To understand where and why each approach fails, the researchers developed an automated hierarchical error analysis framework. Rather than relying on manual inspection of failure cases, this system uses LLMs to systematically diagnose error patterns across different document types and extraction scenarios.

This diagnostic approach reveals not just what models get wrong, but categories of mistakes—allowing researchers to identify whether failures stem from visual understanding limitations, instruction following issues, or other factors.

Practical Implications

The findings have immediate engineering implications. Document extraction pipelines built on MLLMs can potentially be simplified by removing OCR preprocessing steps, reducing computational overhead and potential error accumulation from sequential pipeline failures.

However, the results appear conditional on model capability level. The study evaluates "various out-of-the-box MLLMs," suggesting that performance parity may not hold uniformly across all models or may depend on minimum capability thresholds.

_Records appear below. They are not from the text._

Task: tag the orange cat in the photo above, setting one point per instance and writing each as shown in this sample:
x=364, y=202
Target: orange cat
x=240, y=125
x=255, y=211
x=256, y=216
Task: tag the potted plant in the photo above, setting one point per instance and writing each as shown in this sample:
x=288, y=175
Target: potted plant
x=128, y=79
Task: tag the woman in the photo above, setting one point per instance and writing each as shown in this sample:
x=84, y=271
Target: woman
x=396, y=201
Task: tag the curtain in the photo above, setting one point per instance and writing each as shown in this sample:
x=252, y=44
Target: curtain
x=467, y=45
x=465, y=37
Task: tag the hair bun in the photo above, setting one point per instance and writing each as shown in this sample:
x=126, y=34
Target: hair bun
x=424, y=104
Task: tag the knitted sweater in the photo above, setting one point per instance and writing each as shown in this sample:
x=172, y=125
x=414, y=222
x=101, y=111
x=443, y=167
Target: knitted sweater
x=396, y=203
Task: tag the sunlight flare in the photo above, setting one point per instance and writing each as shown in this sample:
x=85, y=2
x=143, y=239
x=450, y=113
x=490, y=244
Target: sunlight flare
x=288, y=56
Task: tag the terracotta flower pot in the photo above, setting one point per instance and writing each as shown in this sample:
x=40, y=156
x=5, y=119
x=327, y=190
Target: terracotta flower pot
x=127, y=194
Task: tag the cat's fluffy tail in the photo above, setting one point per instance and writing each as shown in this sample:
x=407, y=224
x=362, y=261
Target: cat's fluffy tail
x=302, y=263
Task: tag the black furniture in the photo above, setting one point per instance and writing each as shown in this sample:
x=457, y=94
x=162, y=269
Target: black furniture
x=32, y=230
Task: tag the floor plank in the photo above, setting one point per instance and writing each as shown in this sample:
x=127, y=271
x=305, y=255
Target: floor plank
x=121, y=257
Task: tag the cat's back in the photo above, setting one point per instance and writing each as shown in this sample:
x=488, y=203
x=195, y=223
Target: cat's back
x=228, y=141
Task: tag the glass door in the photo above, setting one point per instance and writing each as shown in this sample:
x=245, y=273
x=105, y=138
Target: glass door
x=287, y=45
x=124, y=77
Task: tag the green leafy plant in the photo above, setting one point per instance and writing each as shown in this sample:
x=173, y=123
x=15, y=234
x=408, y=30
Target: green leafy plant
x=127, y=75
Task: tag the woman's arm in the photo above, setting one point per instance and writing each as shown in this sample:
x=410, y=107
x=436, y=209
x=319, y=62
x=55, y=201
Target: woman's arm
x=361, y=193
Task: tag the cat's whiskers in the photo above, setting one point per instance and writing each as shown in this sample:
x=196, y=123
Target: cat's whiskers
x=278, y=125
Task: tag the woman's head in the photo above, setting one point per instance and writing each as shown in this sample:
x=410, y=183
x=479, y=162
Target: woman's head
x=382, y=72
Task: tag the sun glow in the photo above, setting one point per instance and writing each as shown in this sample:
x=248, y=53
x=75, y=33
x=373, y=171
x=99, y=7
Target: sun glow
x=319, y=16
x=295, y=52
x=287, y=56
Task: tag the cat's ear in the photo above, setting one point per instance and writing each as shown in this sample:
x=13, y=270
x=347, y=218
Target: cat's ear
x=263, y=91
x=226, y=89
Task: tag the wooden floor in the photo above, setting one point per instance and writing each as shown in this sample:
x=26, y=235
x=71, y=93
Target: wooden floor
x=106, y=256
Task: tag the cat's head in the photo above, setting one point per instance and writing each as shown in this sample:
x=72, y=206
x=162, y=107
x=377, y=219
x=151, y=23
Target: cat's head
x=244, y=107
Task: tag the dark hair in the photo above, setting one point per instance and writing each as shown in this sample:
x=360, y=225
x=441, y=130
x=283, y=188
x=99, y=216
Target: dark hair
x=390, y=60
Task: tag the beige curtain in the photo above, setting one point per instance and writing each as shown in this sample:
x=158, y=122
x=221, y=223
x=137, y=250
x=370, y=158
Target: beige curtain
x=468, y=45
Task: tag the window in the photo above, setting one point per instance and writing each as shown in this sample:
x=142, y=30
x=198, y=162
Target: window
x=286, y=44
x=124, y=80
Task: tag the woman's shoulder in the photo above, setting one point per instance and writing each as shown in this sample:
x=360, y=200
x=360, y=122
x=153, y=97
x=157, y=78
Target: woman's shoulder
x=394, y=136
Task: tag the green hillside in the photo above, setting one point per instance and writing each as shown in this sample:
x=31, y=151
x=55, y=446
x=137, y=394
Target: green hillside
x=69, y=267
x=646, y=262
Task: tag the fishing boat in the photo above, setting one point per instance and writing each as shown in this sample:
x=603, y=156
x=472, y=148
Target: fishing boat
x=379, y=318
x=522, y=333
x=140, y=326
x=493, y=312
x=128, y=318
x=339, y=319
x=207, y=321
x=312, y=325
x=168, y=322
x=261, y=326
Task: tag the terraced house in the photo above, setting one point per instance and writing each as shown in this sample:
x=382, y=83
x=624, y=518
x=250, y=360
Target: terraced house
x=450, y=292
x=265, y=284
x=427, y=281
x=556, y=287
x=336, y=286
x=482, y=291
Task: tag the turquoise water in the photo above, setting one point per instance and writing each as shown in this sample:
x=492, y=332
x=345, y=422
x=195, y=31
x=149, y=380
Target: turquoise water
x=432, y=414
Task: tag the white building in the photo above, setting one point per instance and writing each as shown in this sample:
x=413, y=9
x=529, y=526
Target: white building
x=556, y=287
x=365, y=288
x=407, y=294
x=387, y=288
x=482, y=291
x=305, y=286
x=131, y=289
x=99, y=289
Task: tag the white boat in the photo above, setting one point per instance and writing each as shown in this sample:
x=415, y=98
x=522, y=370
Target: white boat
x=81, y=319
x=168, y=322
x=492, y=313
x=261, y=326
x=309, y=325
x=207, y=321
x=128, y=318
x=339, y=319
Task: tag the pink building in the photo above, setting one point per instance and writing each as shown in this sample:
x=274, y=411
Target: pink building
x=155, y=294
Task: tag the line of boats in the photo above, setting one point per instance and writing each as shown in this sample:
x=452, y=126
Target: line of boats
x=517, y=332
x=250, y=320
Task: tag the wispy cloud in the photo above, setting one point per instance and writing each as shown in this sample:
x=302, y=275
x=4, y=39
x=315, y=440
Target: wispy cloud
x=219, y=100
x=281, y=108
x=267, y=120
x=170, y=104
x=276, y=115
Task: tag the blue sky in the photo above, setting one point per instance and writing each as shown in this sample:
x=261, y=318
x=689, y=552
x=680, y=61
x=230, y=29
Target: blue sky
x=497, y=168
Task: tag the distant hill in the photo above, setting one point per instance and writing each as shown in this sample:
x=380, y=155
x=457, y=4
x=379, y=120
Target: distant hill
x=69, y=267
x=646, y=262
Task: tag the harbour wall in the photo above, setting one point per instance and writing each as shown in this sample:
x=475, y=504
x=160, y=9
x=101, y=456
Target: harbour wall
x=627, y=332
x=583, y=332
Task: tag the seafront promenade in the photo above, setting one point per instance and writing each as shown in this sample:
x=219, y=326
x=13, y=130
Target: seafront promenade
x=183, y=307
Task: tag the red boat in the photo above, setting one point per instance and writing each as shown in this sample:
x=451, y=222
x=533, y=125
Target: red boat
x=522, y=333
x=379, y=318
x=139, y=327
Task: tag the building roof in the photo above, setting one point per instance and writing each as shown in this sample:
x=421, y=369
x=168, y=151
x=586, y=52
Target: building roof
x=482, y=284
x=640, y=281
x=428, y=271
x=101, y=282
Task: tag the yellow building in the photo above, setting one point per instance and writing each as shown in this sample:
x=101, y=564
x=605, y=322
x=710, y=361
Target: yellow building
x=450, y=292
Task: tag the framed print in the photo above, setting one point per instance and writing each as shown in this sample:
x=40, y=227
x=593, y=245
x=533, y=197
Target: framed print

The emphasis on schema design, exemplars, and instructions also highlights that MLLM performance on structured extraction tasks is highly dependent on prompt engineering—a factor that OCR pipelines bypass through more rigid, rule-based approaches.

What This Means

For teams building document processing systems, this research validates MLLM-only architectures as viable alternatives to traditional OCR+MLLM stacks. The practical value comes from reduced complexity and fewer failure points in the extraction pipeline.

However, this is not a wholesale replacement for OCR in all domains. The study focuses on business documents with specific MLLM models at a particular capability level. Legacy systems, specialized document types, or scenarios requiring absolute extraction reliability may still benefit from OCR's deterministic approach.

The broader signal: as MLLMs continue improving visual understanding, the case for maintaining separate OCR preprocessing weakens. Teams should evaluate their specific use cases rather than assuming OCR remains necessary.